According to Parks Associates, consumers took an average of about four subscription streaming services, up from about 2.5 in 2018, which has been fueled by major introductions from Disney, AT&T, Warnermedia, NBC and numerous others.

Public discussion of piracy is muted; skeptics still exist

Yet with this explosion of services, content choices and consumer engagement models, piracy was something of a one-sided conversation. Following a research briefing about credential sharing, there was a session titled “Piracy: A Billion-Dollar Challenge” with panelists from two technology suppliers: Synamedia and Verimatrix. One audience member challenged the panelists by asking why nobody could identify a single customer case study about forensic watermarking.

Each panelist answered that while their companies had many customers for watermarking, monitoring and other piracy detection and reduction tools, their identities are kept strictly confidential. Which leads the cynic to ask whether they exist, or whether it’s all just a solution in search of a problem.

In defense of the panelists, piracy is such a big problem and such a sensitive subject that nobody wants to talk about it in public. Large operators and content providers (some of whom I have been given the privilege to interview, with agreement to keep them off-the-record) have given me more than ample reason to believe that the problem is real, and the impact to revenue is in double digits.

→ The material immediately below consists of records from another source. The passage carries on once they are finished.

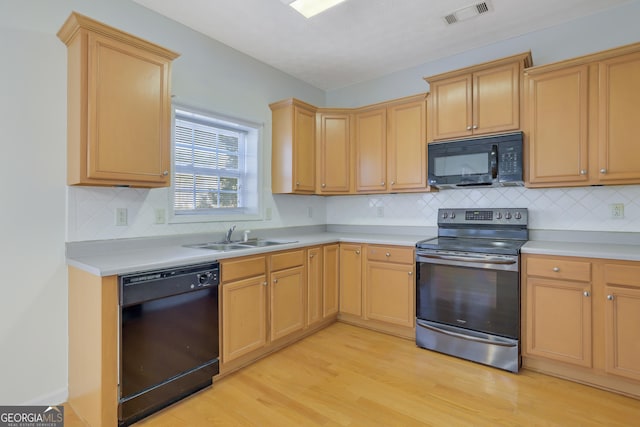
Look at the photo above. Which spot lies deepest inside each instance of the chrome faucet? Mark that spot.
(227, 238)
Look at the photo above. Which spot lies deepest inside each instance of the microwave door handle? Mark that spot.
(494, 161)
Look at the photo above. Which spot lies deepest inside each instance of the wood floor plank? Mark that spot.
(349, 376)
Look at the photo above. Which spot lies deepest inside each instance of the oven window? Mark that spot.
(472, 298)
(462, 165)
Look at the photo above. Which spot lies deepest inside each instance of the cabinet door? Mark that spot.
(330, 279)
(351, 279)
(556, 108)
(407, 150)
(128, 114)
(559, 320)
(243, 317)
(496, 99)
(371, 150)
(314, 285)
(304, 165)
(389, 293)
(622, 311)
(452, 107)
(287, 302)
(335, 154)
(619, 100)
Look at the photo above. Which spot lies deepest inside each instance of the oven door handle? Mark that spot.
(466, 337)
(486, 260)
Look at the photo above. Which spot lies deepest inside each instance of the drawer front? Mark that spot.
(241, 268)
(287, 260)
(397, 254)
(559, 268)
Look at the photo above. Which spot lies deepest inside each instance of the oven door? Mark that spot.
(474, 292)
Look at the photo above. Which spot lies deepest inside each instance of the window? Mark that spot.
(215, 168)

Massively-parallel distribution as an anti-piracy tactic

When asked about fighting piracy in another session, about the Future of Live TV, the VP of digital media business development from the National Football League replied that having the broadest possible distribution was also a deterrent. This sentiment was sounded by others as well.

The reasoning goes that “if your content is on every imaginable platform, under all imaginable business models (ad-supported free, paid subscription, free through partners, as well as through various direct and partnered paid plans), that nobody would care to steal it.” After all, it’s available everywhere. But tell that to pirate streaming sites that include premium sports programming from around the world as part of their “thousands of channels” for $19.95 a month, or embed links to pirated programming within their apps or illicit streaming devices.

Another speaker, an executive from antipiracy vendor Friend MTS, remarked that anti-piracy technologies are also about preserving consumer retention – to keep consumers subscribed to legitimate services.

Why it matters

Along the ongoing theme that piracy is a big problem that isn’t going away anytime soon, Parks Associates is about to publish a new study and global forecast for video piracy. I will report further details when the work is announced and released.

Another misconception is that anyone who is infringing rights is an intentional pirate. In fact, people who share credentials may have no intention to infringe – that it’s innocent. And while penalties for intentional, industrial-scale theft and redistribution should be swift and severe, there’s merit in assuming innocence until you can prove guilt.

As one panelist remarked, “If a video provider detects that a consumer is sharing credentials to three other users, the provider can either cut off the sharer and lose a friend. Or, it can take a lighter touch and market a compelling (and legal) service to these three friends, and end up with four.”